Patrick M Honore , Rita Jacobs , Inne Hendrickx , Sean M Bagshaw , Olivier Joannes-Boyau , Willem Boer , Elisabeth De Waele , Viola Van Gorp , Herbert D Spapen
Sepsis-induced acute kidney injury (SAKI) remains an important challenge in critical care medicine. We reviewed current available evidence on prevention and treatment of SAKI with focus on some recent advances and developments. Prevention of SAKI starts with early and ample fluid resuscitation preferentially with crystalloid solutions. Balanced crystalloids have no proven superior benefit. Renal function can be evaluated by measuring lactate clearance rate, renal Doppler, or central venous oxygenation monitoring.

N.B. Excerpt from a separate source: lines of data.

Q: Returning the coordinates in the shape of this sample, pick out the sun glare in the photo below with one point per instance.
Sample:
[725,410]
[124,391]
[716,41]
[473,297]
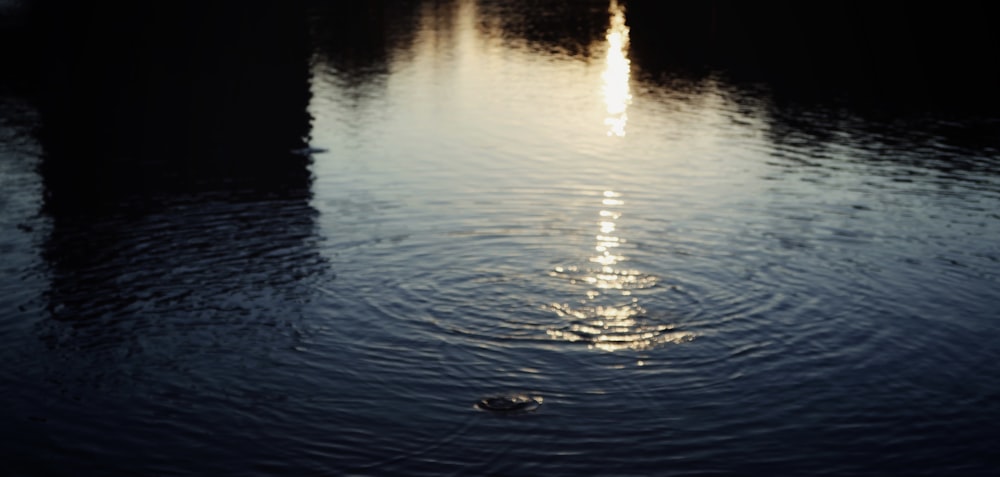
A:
[617,96]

Assuring sufficiently high central venous oxygenation most optimally prevents SAKI, especially in the post-operative setting, whereas lactate clearance better assesses mortality risk when SAKI is present. Although the adverse effects of an excessive "kidney afterload" are increasingly recognized, there is actually no consensus regarding an optimal central venous pressure. Noradrenaline is the vasopressor of choice for preventing SAKI. Intra-abdominal hypertension, a potent trigger of AKI in post-operative and trauma patients, should not be neglected in sepsis. Early renal replacement therapy (RRT) is recommended in fluid-overloaded patients' refractory to diuretics but compelling evidence about its usefulness is still lacking. Continuous RRT (CRRT) is advocated, though not sustained by convincing data, as the preferred modality in hemodynamically unstable SAKI. Diuretics should be avoided in the absence of hypervolemia. Antimicrobial dosing during CRRT needs to be thoroughly reconsidered to assure adequate infection control.